I agree with "a program which displays all of the thumbnails of the files listed on stdin would be much more useful to me than a mouse-oriented file browser", and I do not have a GUI file browser anyways. I do use command-line programs for most things, even though I have X Windows to run some GUI programs and to be able to have multiple xterms at once (I often have many xterms at once). However, it could be improved as I describe above, too.

They mention the shell. I agree that it could be greatly improved, and I think that it would go with the other improvements above. My operating system design effectively requires "programs as pure functions over streams of data" (although it is functions over "capabilities", and not necessarily "streams of data") due to the way that the capability-based security is working, and the way the linking and capability passing is working also allows working like higher-order functions and transformations and all of that stuff. Even, my idea also involves message passing (all I/O is done by passing messages between capabilities), too.

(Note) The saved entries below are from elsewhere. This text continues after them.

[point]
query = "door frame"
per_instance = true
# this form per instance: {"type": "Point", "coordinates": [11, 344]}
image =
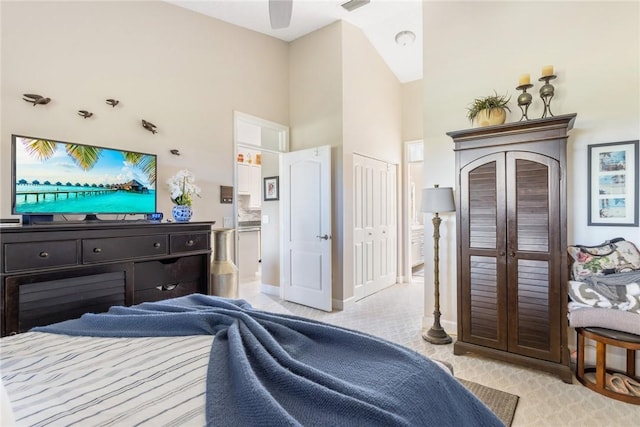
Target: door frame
{"type": "Point", "coordinates": [321, 297]}
{"type": "Point", "coordinates": [282, 147]}
{"type": "Point", "coordinates": [406, 206]}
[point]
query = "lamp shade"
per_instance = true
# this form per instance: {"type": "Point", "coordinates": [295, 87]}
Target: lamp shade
{"type": "Point", "coordinates": [438, 199]}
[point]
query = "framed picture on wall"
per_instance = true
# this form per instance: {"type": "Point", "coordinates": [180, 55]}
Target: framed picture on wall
{"type": "Point", "coordinates": [271, 188]}
{"type": "Point", "coordinates": [613, 184]}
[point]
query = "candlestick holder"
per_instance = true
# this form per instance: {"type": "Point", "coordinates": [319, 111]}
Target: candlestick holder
{"type": "Point", "coordinates": [546, 93]}
{"type": "Point", "coordinates": [524, 100]}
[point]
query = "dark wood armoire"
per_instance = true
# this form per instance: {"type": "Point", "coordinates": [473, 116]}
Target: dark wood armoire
{"type": "Point", "coordinates": [512, 239]}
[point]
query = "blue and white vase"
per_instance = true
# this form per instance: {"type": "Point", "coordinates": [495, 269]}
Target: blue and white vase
{"type": "Point", "coordinates": [182, 213]}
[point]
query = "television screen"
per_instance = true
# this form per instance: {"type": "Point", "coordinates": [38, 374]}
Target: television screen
{"type": "Point", "coordinates": [55, 177]}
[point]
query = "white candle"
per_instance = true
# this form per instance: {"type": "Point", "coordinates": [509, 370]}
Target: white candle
{"type": "Point", "coordinates": [547, 70]}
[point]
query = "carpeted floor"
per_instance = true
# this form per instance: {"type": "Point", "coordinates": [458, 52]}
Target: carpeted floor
{"type": "Point", "coordinates": [502, 404]}
{"type": "Point", "coordinates": [397, 314]}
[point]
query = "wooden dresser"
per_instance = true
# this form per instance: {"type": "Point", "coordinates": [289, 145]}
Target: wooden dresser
{"type": "Point", "coordinates": [512, 239]}
{"type": "Point", "coordinates": [51, 273]}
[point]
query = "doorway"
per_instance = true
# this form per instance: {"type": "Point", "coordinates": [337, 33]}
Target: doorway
{"type": "Point", "coordinates": [258, 144]}
{"type": "Point", "coordinates": [414, 217]}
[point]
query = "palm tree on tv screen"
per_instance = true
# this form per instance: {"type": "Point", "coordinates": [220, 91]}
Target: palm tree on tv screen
{"type": "Point", "coordinates": [86, 156]}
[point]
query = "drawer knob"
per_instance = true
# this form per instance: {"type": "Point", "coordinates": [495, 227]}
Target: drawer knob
{"type": "Point", "coordinates": [169, 287]}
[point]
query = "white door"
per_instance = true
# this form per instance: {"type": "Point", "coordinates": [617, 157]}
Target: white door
{"type": "Point", "coordinates": [305, 196]}
{"type": "Point", "coordinates": [374, 236]}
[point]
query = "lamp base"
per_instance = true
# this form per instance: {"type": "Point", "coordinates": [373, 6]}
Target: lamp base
{"type": "Point", "coordinates": [437, 336]}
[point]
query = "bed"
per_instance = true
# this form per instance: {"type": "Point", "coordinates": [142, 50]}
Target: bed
{"type": "Point", "coordinates": [202, 360]}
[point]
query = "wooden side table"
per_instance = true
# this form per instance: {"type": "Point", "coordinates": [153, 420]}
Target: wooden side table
{"type": "Point", "coordinates": [604, 337]}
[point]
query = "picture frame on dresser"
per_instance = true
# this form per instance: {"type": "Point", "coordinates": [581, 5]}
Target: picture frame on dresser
{"type": "Point", "coordinates": [613, 184]}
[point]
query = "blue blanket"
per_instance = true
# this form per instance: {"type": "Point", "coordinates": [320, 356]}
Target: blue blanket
{"type": "Point", "coordinates": [269, 369]}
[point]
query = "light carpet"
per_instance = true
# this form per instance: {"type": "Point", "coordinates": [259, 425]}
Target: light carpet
{"type": "Point", "coordinates": [502, 404]}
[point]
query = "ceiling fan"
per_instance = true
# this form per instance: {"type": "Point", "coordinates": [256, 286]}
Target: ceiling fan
{"type": "Point", "coordinates": [280, 13]}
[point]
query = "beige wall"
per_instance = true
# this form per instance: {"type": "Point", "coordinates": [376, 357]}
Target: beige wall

I had also considered programs that require types. One of the forks (like I mentioned above) of a executable file can specify the expected type of the initial message, and the command shell can use this to effectively make them like functions that have types.

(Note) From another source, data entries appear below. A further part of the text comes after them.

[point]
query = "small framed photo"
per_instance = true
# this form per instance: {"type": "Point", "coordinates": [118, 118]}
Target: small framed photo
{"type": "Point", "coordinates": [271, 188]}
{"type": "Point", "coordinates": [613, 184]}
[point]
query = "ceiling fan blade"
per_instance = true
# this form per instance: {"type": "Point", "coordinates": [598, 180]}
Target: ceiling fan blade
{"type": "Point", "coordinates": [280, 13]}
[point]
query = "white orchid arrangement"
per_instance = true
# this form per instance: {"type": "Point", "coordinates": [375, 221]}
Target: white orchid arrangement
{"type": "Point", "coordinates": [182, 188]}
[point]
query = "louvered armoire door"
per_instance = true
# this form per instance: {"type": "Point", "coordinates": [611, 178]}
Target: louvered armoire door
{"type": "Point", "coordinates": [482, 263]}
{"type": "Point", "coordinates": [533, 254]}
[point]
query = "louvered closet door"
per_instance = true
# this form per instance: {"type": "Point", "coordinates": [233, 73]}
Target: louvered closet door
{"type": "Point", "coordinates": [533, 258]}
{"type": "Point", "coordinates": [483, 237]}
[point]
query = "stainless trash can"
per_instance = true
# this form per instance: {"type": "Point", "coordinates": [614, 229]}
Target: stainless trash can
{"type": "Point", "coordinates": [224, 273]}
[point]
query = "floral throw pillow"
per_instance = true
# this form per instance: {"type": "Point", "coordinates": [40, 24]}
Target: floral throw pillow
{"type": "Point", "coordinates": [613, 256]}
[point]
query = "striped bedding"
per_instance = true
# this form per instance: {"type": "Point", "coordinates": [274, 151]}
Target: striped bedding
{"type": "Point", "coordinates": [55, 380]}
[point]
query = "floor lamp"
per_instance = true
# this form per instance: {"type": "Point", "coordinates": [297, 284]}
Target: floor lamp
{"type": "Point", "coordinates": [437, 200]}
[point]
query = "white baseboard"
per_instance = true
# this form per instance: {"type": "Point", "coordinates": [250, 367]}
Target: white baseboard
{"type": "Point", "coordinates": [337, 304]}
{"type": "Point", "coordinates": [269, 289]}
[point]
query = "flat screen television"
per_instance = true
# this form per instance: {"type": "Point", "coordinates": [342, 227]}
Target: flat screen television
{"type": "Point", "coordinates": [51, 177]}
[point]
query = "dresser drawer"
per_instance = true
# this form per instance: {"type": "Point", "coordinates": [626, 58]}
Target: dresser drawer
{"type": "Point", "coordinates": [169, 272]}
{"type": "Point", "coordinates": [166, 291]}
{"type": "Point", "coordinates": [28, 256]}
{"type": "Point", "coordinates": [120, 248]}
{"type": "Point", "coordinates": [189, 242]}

Something they don't mention is security. That can also be improved; the capability-based security that I mention above, if you have proxy capabilities too, will improve it. There is also the possibility that users can use the command shell and write other programs to make up your own proxy capabilities, and this allows programs to be used to do things that they were not necessarily designed to do, in addition to improving security. Instead of merely a user account, it might e.g. allow to write to only one file, or allow connecting to only one remote computer (without the program knowing which one it is, and perhaps even with data compression that the application program is unaware of), etc.

I still think that, even if you have powerful computers, you should still program it efficiently anyways.

The new one won't be UNIX; it will be something else.

By @paulddraper - 7 months
> Unix is homoiconic

Wild, very cool

By @gregw2 - 7 months
The author of the article seems unaware of awk or jq or perl one-liners for handling JSON or other forms of data from UNIX command line.